No desafio culmina o aprendizado de nosso autor (vv. 8-9). Se observo bem, este desafio se dirige aos ‘cansados’(v. 4) que viraram torturadores (v.6). A linguagem é jurídica. É possível que o autor de fato tenha estado envolvido em processo, sendo então este o motivo de sua maneira de falar. Mas já que falta o juiz terreno (quem declara justo é Deus) e como no v.9 (também nos vv. 10s) se pode observar uma passagem para outra linguagem, parece-me ser mais provável que o autor só faz uso de palavras jurídicas, sem que se tenha que contar com a realidade de um processo. Seja como for, o desafio é claro. E ele impressiona, pois vem de uma pessoa sofrida e rejeitada, da qual se esperariam lamentos e não contestações. Que esta cara quebrada – contornando expecta-tivas normais – ainda e capaz de desafiar, provocar e contestar é milagre. Para entendê-lo, o autor aponta para o Senhor. A perseverança e a liberdade de quem fala em nosso texto se devem à experiência da ajuda de Deus. A companhia de Deus o leva a aguentar a humilhação. E esta companhia leva ao desafio. A justiça que o Senhor atesta (v. 8) liberta para o desafio; a provocação vem desta certeza de justiça. Deus lhe mantém e garante a cara, com isso tem cara para provocar. A liberdade de apanhar (v. 6) envolve a de contestar e gritar (vv. 8-9). Is 50,4ss força a observar que o libertado é contestador. Muita coragem para a prédica!

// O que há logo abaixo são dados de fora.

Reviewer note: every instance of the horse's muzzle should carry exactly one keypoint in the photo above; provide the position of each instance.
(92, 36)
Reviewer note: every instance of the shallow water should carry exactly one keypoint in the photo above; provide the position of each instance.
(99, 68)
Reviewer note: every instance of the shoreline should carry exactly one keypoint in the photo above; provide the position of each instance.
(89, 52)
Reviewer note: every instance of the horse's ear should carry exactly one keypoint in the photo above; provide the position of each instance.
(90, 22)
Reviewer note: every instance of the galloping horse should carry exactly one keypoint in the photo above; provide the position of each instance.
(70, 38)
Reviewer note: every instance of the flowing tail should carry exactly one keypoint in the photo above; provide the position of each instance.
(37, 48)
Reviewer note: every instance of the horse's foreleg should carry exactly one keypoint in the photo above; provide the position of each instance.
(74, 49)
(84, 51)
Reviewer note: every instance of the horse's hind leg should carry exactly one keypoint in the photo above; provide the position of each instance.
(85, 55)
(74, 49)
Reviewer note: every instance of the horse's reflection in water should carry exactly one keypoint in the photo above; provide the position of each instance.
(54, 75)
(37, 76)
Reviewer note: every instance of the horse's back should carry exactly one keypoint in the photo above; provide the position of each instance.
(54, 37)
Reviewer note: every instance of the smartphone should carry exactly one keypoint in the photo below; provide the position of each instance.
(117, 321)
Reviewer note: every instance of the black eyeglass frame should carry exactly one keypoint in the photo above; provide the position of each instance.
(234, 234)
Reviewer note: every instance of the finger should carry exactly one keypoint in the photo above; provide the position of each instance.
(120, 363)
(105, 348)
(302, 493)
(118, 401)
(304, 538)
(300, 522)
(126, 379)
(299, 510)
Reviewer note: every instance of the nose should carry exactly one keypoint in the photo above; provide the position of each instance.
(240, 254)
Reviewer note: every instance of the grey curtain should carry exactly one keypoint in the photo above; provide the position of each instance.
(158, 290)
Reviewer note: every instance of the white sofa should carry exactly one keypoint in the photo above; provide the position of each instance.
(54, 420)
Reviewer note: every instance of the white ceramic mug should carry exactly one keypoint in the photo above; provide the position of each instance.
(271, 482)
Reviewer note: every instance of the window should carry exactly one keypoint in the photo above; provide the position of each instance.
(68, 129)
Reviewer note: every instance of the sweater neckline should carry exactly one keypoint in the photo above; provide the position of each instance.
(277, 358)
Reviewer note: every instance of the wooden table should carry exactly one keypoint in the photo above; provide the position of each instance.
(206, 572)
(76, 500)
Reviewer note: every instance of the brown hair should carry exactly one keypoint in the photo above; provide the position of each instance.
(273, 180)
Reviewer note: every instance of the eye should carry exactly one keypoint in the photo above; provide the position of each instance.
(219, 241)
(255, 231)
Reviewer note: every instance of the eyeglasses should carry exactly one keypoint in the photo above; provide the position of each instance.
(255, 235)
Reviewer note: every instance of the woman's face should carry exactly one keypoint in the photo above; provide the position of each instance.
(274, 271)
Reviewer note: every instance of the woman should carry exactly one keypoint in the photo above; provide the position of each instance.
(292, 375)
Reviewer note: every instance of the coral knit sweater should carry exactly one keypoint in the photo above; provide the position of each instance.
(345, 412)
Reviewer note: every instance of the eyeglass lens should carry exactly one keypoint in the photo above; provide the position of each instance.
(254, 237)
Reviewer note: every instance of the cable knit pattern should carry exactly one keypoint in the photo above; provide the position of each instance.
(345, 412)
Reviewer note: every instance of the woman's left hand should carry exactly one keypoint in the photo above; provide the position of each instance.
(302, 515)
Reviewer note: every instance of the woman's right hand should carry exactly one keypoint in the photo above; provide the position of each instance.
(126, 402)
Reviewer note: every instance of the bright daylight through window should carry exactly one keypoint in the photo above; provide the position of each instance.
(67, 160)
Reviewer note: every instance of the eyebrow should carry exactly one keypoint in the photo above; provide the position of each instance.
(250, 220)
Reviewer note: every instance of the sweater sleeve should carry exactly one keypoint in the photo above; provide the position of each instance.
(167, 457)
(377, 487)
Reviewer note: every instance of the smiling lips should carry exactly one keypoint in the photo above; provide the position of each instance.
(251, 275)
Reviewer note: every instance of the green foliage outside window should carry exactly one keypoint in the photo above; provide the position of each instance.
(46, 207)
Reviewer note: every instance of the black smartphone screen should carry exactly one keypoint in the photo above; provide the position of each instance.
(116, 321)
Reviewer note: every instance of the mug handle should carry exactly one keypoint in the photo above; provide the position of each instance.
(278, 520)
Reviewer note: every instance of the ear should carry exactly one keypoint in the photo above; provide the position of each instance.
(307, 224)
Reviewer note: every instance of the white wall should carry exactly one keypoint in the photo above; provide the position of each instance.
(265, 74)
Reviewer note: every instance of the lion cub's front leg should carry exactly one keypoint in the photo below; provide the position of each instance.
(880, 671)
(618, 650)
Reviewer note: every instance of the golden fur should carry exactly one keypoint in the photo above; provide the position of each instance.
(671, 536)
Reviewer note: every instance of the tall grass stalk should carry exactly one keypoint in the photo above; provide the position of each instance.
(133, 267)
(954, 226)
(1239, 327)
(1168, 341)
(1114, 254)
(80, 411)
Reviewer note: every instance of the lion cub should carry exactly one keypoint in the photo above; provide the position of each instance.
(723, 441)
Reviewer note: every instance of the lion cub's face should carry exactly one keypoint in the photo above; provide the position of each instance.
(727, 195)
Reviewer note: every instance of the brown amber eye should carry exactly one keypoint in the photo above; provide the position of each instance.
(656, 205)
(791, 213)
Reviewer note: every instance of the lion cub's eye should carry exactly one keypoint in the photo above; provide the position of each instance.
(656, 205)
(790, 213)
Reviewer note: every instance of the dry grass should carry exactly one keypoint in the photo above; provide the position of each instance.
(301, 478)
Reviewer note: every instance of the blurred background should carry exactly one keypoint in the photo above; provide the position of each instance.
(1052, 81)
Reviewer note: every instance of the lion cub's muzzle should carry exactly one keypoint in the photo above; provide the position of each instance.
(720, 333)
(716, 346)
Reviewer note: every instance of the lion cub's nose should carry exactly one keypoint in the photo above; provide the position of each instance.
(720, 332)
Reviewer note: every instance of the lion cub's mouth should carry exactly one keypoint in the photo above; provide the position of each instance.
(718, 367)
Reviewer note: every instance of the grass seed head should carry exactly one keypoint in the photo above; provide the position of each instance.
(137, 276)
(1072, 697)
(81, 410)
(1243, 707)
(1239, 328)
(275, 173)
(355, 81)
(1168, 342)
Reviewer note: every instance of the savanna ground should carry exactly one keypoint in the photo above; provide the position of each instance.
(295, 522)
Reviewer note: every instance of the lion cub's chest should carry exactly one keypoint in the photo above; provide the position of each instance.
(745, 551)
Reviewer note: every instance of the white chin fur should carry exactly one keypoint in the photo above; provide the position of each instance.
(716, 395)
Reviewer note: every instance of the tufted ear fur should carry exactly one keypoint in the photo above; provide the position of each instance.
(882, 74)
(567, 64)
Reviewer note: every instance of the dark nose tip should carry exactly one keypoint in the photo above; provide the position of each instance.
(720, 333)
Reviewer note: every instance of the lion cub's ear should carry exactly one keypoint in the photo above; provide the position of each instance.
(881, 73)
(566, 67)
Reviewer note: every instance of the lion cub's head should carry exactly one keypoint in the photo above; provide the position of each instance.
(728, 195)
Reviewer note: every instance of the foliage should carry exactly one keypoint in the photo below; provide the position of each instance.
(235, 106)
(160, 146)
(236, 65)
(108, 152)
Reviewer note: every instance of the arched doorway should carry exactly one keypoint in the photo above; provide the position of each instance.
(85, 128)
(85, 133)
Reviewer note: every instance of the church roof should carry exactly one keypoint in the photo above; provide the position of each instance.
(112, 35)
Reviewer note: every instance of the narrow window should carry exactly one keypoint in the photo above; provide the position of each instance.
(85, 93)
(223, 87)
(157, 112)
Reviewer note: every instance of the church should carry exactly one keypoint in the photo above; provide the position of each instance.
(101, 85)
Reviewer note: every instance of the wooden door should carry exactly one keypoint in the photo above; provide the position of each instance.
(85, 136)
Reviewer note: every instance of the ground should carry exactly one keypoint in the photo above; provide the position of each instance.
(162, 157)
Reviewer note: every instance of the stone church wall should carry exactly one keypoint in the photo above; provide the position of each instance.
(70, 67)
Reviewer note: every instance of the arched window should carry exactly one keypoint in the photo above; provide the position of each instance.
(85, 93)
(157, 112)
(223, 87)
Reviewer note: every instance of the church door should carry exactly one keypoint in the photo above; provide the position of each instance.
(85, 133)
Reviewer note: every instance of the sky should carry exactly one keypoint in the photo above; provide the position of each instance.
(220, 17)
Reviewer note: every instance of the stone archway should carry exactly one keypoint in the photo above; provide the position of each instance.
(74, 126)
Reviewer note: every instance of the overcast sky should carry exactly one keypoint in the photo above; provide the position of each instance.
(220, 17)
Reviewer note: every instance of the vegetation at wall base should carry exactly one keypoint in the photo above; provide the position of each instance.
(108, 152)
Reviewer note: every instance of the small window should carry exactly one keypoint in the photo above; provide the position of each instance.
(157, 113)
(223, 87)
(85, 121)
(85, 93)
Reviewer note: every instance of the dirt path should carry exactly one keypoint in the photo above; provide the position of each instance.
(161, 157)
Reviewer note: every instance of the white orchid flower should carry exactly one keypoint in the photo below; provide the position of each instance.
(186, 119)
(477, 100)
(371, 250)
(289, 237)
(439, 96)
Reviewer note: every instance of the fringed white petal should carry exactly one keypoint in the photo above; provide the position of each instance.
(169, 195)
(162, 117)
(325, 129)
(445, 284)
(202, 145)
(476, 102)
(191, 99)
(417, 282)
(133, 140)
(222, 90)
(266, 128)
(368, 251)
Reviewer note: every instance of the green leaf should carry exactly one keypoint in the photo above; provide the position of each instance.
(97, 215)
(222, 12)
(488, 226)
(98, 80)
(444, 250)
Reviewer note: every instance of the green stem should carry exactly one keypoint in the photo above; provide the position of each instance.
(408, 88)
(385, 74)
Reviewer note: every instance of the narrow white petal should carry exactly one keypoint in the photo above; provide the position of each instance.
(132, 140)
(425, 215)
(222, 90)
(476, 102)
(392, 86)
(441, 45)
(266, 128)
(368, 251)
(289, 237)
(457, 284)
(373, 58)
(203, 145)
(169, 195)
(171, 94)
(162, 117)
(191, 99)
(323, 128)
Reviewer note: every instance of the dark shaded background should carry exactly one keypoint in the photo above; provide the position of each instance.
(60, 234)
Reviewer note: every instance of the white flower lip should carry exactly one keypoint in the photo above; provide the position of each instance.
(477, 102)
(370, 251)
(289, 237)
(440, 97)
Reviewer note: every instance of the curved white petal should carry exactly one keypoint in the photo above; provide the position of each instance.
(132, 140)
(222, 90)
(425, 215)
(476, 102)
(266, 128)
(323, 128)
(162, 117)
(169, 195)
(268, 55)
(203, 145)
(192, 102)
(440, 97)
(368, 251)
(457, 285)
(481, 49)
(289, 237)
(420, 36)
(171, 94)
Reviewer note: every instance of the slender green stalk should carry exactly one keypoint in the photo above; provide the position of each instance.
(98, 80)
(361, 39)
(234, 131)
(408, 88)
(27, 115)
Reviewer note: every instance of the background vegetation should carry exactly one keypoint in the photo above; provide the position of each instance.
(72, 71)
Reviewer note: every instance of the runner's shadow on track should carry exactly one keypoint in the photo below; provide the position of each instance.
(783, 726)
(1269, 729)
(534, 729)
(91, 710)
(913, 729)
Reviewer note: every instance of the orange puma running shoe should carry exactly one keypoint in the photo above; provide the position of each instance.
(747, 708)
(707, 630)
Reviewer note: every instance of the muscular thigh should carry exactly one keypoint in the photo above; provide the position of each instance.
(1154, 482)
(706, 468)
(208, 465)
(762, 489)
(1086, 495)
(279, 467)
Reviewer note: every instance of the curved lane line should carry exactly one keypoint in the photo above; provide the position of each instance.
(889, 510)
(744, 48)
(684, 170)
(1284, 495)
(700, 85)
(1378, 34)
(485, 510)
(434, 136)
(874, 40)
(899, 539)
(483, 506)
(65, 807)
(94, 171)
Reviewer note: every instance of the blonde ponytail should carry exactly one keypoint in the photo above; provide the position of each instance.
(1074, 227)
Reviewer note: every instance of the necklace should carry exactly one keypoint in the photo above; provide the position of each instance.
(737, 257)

(6) Tudo o que foi dito ate aqui está em função da prédica. Para mim, Is 50,4-9 parece convidativo para a prédica de Sexta-feira da Paixão, porque fala do crucificado sem o mencionar e porque, além de exigir que se fale do crucificado, força a falar das cruzes diárias, dos rostos em desfiguração. Is 50,4ss não fala diretamente de Jesus, mas seu agir certamente não é outro do que o do v. 7: experimentamos que não estamos abandonados na desgraça. Em outras palavras isto quer dizer: o poder do pecado está quebrado. O novo da cruz de Jesus é que o seu sofrer é vigente para nós. Esta dimensão do sofrer em favor de outros falta em Is 50,4ss e faz com que este texto passe por renovação a partir de Jesus. Mas eu dizia que o convidativo em Is 50,4-9 também é o fato de que não admite falar do crucificado sem incluir as cruzes diárias, sem incluir nossa cara. E aí o texto apresenta todo um aprendizado na experiência com Deus. Este inicia pelo preparo e pela tarefa de falar e redescobre no sofrimento pela tarefa a presença de Deus como liberdade para o grito, o desafio provocador. Nesta dor é renovada a experiência de Deus e a concreticidade da tarefa, com o que o sofrer deixa de ser destino para ser percebido como possibilidade tranformadora. Nesta dimensão, a prédica, ao meu ver, deveria falar de doença, rejeição social, opressão econômica, como sendo cruzes diárias, maneiras de perder a cara.